Signs, symptoms, and pathophysiology of Behçet syndrome
- Recurrent aphthous ulcers (canker sores)
- Genital ulcers
- Uveitis (inflammation of the uvea, middle layer of the eye)
- Retinal vasculitis (inflammation of the retina)
- Gut lesions
- Nervous system problems
- Vascular lesions (aneurysms, thrombosis)
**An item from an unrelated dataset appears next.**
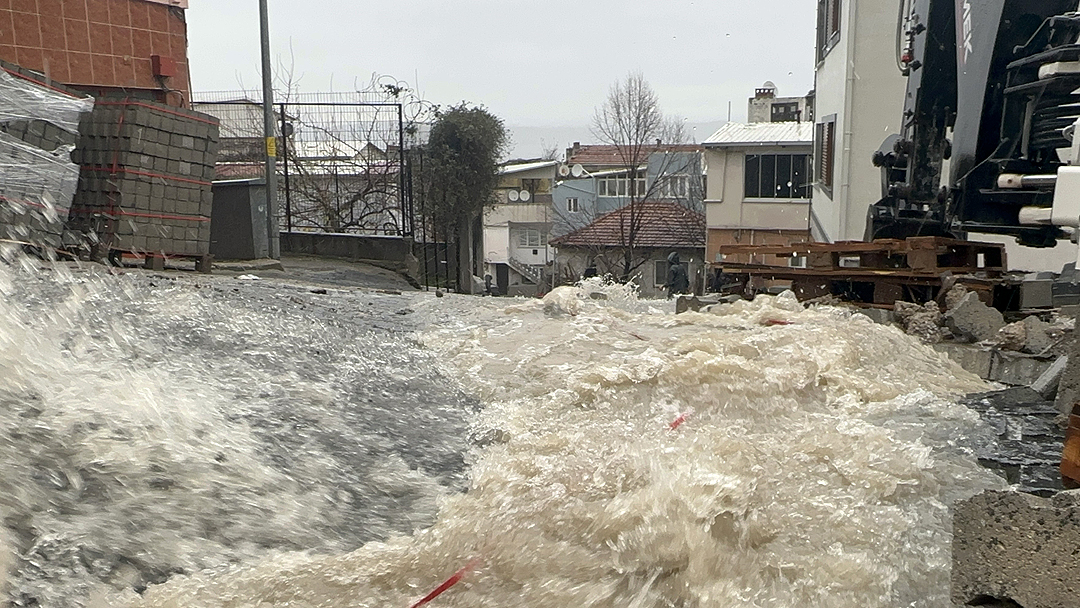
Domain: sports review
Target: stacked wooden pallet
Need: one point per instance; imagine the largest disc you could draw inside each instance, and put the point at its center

Genital ulcers appear in the vulva and vagina, and are painful, recurrent, and leave scars. These usually occur less than oral ulcers, but genital ulcers are deeper and larger than mouth ulcers. The vagina can harbour undiscovered asymptomatic ulcers.
These include oral ulcers, which are the hallmark of the disease. Next in line are the eyes, skin, arthritis, intestinal disturbances, headache, stiff neck, and vascular complaints.
Cause of Behçet syndrome
There are links with genetic and environmental factors, but no single cause that accompanies every case can be found. The HLA-B51 allele is often found in patients from Asia and the Middle East, but not in Europeans or Americans. Infection with viruses can be singled out, particularly herpes simplex virus (HSV), hepatitis C, and parvovirus B19. Streptococcal antigens have also been suspected – prophylactic penicillin decreased acute arthritis episodes in some patients.
If you have a parent with Behçet syndrome, onset tends to be at a younger age. Children with Behçet syndrome are likely to have a family history of the disease.
What else could it be?
Some suggestions for other conditions that present in this way are:
- Crohn’s disease
- Addison’s disease (adrenal insufficiency)
- Herpes simplex virus (HSV)
- Paediatric sarcoidosis
Each patient will be managed by their physician based on their circumstances. Drugs are used to manage the condition, but there is no cure. Surgery may be used in certain instances.